Is the free group on an empty set defined?
I'm guessing that the free group on an empty set is either the trivial group or isn't defined. Some clarification would be appreciated.
Solution 1:
It is defined. Free groups are defined for any sets just by the following universal property:
Let $S$ be a set. A group $F(S)$ with a map $\iota\colon S\rightarrow F(S)$ is called free over $S$, if for any group $H$ and any map $g\colon S\rightarrow H$ there is exactly one group homomorphism $h\colon F(S)\rightarrow H$, such that $g=h\circ\iota$.
(With this universal property, the free group over a fixed set is defined up to isomorphism and one possible choice in this isomorphism class is just the construction with "words" in $S$, which you propably know.)
Let's try this for the empty set $\emptyset$. The guess was, that it could be the trivial group $\{0\}$ with the only possible map $\iota\colon \emptyset\rightarrow \{0\}$, namely the empty map. So let $H$ be an arbitary group and $g\colon \emptyset\rightarrow H$ a map. Since there is no such map except the empty map, h must be the empty map. Now we are searching for a group homomorphism $h\colon \{0\}\rightarrow H$, such that $g=h\circ\iota$. Since there is exactly one group homomorphism from $\{0\}$ to another group, namely the one, which send $0$ to the neutral element of $H$ and $g=h\circ\iota$ holds for this map (both sides are just the empty map), we get the result: The free group over the empty set is just the trivial group.
If you know some basic category theory, you could do this way more elegant and things become more natural.
Solution 2:
Short version: It's the trivial group. The only element is the empty word.

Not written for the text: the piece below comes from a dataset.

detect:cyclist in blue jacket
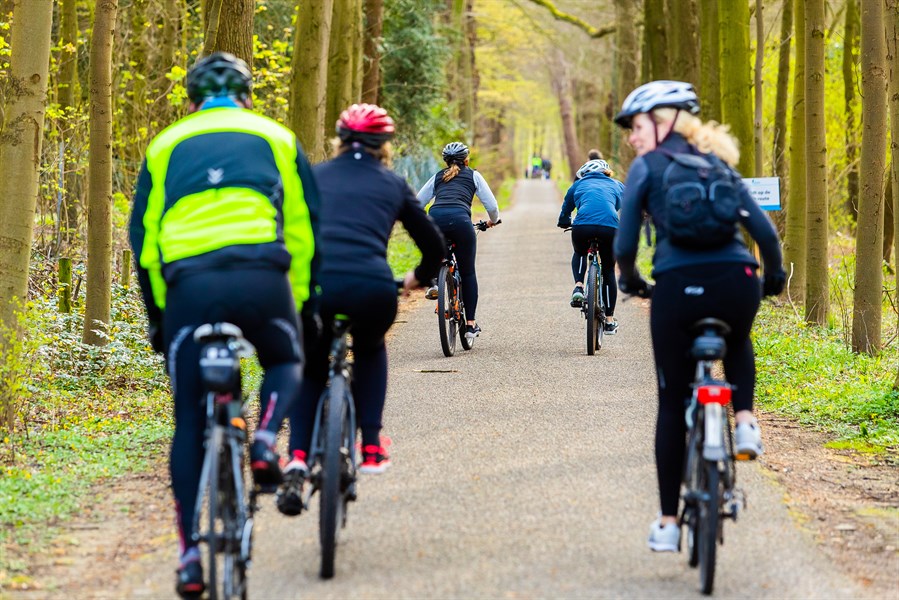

Long version: To elaborate, we write the set of words in $A$ as $\mathfrak{W}_A$ (considered as the monoid generated by $A\cup A^{-1}$ under concatenation) and the free group on $A$ as $\mathfrak{F}_A$. $$\newcommand{\ra}[1]{\kern-1.5ex\xrightarrow{\ \ #1\ \ }\phantom{}\kern-1.5ex} \newcommand{\ras}[1]{\kern-1.5ex\xrightarrow{\ \ \smash{#1}\ \ }\phantom{}\kern-1.5ex} \newcommand{\da}[1]{\bigg\downarrow\raise.5ex\rlap{\scriptstyle#1}} \begin{array}{ccc} \mathfrak{W}_\emptyset & \ra{\delta} & \mathfrak{F}_\emptyset \\ & \searrow & \da{\mu}\\ & & 1 & \end{array}$$ While $\delta:\mathfrak{W}_A\rightarrow \mathfrak{F}_A$ is not usually injective (since $\mathfrak{F}_A$ is the set of equivalence classes of cyclically reduced words), in this case, the only word with letters in $\emptyset$ is the empty word, so actually $\delta$ is an isomorphism (of groups!), as is $\mu:\mathfrak{F}_\emptyset\rightarrow 1$ for the same reasons.